American Oversight has obtained records in response to our investigation into the Texas secretary of state’s “full forensic audit” of 2020 election results in four counties. The documents contain emails that suggest confusion about the investigation’s scope and timeline following the secretary of state office’s sudden announcement on Sept. 23, 2021 that it had “already begun the process.”
The documents we obtained include communications sent by election officials in Collin and Tarrant counties from November 2020 to mid-October 202l and back up previous reports that county officials were given no advance notice and little guidance on how and when the audit would be conducted.

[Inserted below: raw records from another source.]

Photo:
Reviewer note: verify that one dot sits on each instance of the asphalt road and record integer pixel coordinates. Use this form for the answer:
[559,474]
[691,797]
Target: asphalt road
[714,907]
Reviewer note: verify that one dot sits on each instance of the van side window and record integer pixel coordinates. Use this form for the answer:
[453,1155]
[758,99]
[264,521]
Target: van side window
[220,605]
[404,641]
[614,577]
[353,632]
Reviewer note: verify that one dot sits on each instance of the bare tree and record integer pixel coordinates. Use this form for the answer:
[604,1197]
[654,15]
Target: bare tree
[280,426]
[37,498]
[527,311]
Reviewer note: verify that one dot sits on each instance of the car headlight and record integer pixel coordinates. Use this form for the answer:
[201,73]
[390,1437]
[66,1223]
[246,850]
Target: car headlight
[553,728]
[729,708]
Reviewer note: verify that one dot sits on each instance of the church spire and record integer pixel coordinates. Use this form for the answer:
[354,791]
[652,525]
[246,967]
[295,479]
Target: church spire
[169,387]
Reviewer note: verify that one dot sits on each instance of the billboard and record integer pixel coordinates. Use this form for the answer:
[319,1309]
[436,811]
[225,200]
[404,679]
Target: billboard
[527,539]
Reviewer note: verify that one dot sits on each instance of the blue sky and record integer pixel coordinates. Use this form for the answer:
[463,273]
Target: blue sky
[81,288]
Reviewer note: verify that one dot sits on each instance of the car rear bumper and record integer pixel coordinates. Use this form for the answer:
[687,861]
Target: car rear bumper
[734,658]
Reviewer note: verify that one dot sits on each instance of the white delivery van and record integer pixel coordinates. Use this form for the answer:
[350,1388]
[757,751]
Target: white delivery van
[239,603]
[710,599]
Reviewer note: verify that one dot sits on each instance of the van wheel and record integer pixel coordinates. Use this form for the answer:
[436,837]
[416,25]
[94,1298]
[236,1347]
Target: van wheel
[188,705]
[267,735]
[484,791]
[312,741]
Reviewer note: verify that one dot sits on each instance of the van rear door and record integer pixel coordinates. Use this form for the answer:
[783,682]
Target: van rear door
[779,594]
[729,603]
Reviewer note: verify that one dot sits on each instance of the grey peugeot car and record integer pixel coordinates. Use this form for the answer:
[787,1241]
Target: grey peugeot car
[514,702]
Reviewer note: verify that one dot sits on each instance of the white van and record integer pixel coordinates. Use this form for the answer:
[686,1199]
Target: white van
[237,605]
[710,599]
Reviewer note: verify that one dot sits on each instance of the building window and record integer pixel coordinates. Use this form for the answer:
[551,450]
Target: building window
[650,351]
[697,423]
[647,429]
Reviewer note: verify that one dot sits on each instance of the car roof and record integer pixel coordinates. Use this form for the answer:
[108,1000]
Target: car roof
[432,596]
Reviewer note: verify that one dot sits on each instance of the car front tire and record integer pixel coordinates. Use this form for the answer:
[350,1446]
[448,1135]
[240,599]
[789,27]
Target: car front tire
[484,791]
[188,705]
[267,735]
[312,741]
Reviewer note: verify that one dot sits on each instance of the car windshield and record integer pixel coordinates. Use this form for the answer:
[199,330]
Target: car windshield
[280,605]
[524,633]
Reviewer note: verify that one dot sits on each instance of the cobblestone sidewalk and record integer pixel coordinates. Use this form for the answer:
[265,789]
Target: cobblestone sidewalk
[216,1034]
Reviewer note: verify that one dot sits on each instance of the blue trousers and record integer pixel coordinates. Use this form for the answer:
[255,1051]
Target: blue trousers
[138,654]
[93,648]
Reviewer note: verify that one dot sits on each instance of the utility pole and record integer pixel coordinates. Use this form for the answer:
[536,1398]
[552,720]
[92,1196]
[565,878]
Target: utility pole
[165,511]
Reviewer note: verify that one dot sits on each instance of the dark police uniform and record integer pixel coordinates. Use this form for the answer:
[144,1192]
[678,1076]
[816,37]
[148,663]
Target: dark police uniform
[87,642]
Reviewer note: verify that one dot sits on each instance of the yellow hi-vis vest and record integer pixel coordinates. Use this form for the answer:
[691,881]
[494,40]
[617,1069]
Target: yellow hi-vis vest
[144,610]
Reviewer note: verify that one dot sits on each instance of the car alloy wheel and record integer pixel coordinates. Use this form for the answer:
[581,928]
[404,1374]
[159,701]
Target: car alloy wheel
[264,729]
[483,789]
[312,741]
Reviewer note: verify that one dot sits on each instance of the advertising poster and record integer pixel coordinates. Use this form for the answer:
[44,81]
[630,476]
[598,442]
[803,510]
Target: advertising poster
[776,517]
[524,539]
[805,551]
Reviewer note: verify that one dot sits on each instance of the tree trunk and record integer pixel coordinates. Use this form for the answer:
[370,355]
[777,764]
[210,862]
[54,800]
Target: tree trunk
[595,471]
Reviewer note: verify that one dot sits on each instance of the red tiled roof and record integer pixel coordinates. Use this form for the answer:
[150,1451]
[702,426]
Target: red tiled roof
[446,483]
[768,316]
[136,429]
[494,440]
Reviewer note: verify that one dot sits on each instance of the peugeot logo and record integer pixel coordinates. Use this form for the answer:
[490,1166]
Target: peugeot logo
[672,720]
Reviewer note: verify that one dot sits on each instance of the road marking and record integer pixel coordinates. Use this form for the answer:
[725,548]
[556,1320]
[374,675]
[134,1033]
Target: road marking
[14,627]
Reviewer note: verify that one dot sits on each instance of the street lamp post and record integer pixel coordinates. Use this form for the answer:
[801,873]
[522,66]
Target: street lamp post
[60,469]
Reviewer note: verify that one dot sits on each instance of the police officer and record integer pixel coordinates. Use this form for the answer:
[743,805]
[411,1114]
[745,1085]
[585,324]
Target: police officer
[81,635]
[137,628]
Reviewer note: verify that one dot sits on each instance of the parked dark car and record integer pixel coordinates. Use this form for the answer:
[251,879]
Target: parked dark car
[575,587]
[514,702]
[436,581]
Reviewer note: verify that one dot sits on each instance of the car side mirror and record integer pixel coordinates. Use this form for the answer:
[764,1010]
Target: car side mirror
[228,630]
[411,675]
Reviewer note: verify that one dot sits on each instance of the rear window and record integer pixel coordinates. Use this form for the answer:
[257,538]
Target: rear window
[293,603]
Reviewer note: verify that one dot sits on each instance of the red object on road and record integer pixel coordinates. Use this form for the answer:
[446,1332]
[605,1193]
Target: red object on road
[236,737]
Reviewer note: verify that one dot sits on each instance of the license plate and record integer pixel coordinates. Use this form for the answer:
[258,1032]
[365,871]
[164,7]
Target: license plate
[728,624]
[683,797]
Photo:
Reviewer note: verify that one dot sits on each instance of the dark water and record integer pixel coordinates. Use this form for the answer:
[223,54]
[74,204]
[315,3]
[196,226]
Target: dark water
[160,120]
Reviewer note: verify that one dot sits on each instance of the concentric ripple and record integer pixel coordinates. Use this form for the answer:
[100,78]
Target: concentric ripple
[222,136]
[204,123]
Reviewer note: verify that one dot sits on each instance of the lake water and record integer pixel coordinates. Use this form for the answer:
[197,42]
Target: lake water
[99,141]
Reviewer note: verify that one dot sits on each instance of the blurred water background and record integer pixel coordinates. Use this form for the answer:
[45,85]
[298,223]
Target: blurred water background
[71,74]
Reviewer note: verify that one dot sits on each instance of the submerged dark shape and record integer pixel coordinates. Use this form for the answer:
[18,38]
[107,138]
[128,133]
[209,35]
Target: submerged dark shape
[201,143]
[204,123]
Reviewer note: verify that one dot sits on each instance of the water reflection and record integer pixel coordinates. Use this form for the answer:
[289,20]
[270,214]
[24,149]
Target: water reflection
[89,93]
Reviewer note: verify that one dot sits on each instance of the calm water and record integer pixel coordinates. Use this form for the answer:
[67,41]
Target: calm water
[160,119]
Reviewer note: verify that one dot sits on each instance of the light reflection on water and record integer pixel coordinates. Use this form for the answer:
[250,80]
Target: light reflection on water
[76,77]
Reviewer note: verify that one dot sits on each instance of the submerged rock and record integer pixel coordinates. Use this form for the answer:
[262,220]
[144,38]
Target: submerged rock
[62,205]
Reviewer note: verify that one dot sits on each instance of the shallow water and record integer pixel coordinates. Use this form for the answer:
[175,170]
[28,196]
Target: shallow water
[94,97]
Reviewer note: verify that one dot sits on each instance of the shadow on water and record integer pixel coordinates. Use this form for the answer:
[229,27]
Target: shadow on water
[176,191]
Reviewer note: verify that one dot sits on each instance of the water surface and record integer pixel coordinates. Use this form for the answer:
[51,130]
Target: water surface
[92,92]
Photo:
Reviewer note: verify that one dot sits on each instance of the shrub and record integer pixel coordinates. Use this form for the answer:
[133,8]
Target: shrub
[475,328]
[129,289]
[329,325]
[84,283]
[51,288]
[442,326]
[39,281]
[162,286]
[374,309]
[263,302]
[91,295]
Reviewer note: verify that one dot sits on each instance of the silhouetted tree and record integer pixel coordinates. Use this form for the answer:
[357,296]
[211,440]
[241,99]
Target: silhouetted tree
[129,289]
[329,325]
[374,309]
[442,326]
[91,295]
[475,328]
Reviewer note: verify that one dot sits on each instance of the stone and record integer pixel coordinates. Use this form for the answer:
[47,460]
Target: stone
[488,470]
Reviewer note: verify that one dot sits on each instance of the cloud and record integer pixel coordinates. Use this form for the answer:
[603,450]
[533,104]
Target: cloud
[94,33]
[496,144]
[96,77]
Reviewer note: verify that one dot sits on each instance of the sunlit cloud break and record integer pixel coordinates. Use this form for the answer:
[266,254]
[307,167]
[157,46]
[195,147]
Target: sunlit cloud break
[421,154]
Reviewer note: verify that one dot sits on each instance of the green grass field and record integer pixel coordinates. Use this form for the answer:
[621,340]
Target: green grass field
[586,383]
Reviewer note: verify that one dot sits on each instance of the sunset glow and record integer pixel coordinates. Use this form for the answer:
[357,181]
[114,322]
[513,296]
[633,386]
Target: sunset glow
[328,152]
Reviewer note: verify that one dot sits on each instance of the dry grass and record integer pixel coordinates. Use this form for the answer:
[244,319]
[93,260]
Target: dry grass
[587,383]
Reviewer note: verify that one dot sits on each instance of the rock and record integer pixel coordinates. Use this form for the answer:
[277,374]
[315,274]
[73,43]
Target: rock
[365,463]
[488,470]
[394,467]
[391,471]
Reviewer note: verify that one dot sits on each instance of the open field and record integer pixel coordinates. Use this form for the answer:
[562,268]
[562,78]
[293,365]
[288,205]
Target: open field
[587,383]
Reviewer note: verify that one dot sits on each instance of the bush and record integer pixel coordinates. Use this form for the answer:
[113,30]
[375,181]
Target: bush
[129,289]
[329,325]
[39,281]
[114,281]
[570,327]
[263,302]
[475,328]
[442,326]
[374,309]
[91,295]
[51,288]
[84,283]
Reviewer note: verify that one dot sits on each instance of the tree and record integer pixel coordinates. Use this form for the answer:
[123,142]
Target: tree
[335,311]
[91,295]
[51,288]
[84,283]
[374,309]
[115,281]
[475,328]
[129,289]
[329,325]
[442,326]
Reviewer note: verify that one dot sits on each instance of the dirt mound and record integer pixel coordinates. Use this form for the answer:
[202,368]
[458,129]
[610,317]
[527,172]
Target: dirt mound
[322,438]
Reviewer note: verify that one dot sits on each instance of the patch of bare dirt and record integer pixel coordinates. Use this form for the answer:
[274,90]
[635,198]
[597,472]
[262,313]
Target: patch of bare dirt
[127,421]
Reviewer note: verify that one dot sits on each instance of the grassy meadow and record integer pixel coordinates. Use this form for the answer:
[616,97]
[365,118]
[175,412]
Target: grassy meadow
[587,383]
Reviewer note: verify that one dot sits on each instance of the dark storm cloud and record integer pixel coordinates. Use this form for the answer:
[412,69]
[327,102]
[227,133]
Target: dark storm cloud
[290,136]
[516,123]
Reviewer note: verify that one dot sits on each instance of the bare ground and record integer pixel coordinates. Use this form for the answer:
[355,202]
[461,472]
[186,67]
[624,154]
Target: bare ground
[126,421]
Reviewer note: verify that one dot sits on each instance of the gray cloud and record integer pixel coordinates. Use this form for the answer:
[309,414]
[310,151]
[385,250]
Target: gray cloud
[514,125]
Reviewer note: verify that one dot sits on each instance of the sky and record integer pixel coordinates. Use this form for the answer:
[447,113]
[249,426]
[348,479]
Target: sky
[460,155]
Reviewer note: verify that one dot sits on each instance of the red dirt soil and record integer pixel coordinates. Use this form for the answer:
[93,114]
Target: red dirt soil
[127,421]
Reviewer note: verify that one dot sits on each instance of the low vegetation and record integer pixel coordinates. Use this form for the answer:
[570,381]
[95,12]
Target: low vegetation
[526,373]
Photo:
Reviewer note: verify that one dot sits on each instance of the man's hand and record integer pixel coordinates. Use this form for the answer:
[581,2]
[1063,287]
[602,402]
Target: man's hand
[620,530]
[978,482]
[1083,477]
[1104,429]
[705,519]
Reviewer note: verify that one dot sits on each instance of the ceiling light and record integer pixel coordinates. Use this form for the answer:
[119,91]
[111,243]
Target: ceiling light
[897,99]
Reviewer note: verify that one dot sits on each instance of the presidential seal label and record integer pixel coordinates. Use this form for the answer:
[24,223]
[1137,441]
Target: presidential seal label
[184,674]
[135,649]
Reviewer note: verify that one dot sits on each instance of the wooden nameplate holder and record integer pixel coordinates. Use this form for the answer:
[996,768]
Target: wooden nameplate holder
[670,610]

The audit was announced late on Sept. 23, just hours after former President Donald Trump publicly pressured Gov. Greg Abbott to investigate the election and to back legislation that would pave the way for future audits. The secretary of state’s office said it would investigate results in the state’s two largest Democratic and two largest Republican counties — Dallas and Harris, and Tarrant and Collin, respectively, though Tarrant narrowly went to Biden in 2020 — and provided no explanation for the sudden announcement.
There has been no evidence of widespread voter fraud in Texas. In 2020, American Oversight obtained records indicating that the “election integrity unit” in Texas Attorney General Ken Paxton’s office resolved just 16 relatively minor prosecutions despite pouring significant taxpayer resources into that effort.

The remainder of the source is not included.